Citing research by crypto security firm Chainalysis, Bloomberg reported on July 2, 2019, that the use of bitcoin (BTC) for dark web transactions could exceed $1 billion figure for the year 2019.

$515 Million Worth of BTC Already Spent

Cryptocurrencies and the dark web share a long and significant past. The use of digital currencies, especially those designed with a focus on privacy like Monero (XMR) and Zcash (ZEC) is quite prevalent in the underbelly of the Internet.

Now, a report by blockchain security firm Chainalysis posits that the use of bitcoin for dark web purchases could exceed $1 billion this year.

According to the report, bitcoin’s year-to-date spending on the dark web has already reached $515 million for the year 2019. The cryptocurrency’s spending on the dark web peaked in 2017 at about $852 million. One year later, in 2018, the use of bitcoin on the dark web took a deep dive following the monumental price crash in the crypto market. However, now it seems that the brainchild of Satoshi Nakamoto could again witness an unprecedented use in the alleys of the forbidden part of the Internet.

[Source: Bloomberg)

The report reads in part:

Of all the illegal online marketplaces, Hydra is the largest, according to Chainalysis, which examined transactions on the Bitcoin blockchain to see how much was being spent on these sites. Drugs are the most prominent category of goods sold, but child porn and stolen credit-card information are also in demand. Bitcoin is the most popular cryptocurrency accepted on these marketplaces, followed by Monero.

Dark Web Crypto Activity Attracting Undesirable Attention

The research by Chainalysis comes shortly after the G20 agreed to follow the Financial Action Task Force’s (FATF) directive to tighten the regulatory noose around cryptocurrency exchanges. For the uninitiated, the FATF’s latest guidelines require cryptocurrency exchanges based out of any of the G20 member nations to share all their customer transaction data with government organizations for security purposes.

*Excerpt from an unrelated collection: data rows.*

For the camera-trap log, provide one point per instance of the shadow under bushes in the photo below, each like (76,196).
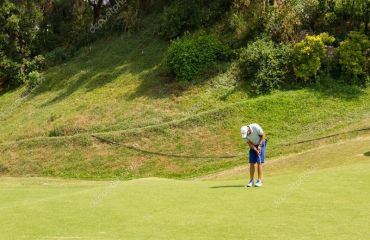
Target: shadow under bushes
(337,88)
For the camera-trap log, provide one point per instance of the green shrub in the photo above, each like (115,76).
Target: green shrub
(265,65)
(308,55)
(189,56)
(181,16)
(19,73)
(353,56)
(34,79)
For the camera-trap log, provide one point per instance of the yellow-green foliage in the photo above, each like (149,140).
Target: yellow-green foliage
(308,55)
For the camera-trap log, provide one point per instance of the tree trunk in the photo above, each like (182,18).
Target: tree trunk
(96,5)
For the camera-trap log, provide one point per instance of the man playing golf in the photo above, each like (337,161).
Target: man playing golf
(254,136)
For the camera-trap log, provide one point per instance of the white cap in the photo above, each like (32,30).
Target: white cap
(244,131)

The use of cryptocurrencies for illicit activities in the dark web is perhaps one of the biggest reasons why numerous crypto trading platforms have bolstered their know-your-customer (KYC) and anti-money laundering (AML) measures, including the likes of Binance and Kraken.

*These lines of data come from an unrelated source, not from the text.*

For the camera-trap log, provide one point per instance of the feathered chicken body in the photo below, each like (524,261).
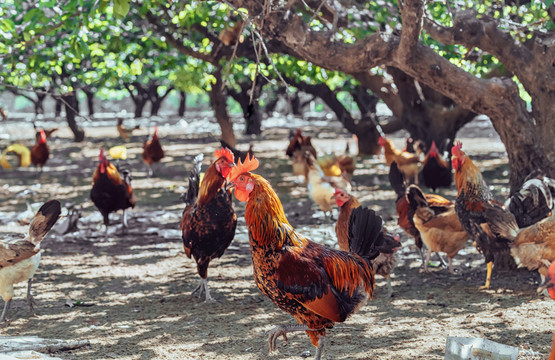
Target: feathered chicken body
(152,150)
(208,223)
(534,201)
(408,163)
(384,263)
(473,199)
(40,151)
(436,171)
(317,285)
(19,259)
(439,232)
(405,213)
(111,192)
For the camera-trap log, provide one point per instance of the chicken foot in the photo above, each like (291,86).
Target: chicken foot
(282,330)
(30,299)
(6,307)
(202,287)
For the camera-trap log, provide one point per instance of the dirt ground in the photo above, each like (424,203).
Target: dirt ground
(139,285)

Notably, the rampant use of digit currencies in sponsoring illicit activities ranging from the purchase and sale of drugs to distribution of child pornography has also put global law forces on the alert.

As reported by BTCManager on June 14, 2019, the European Union’s (EU) lawful enforcement agency, Europol had revealed that it was developing a cryptocurrency game that would train low-level law enforcers on how to trace and investigate virtual currency-related crimes.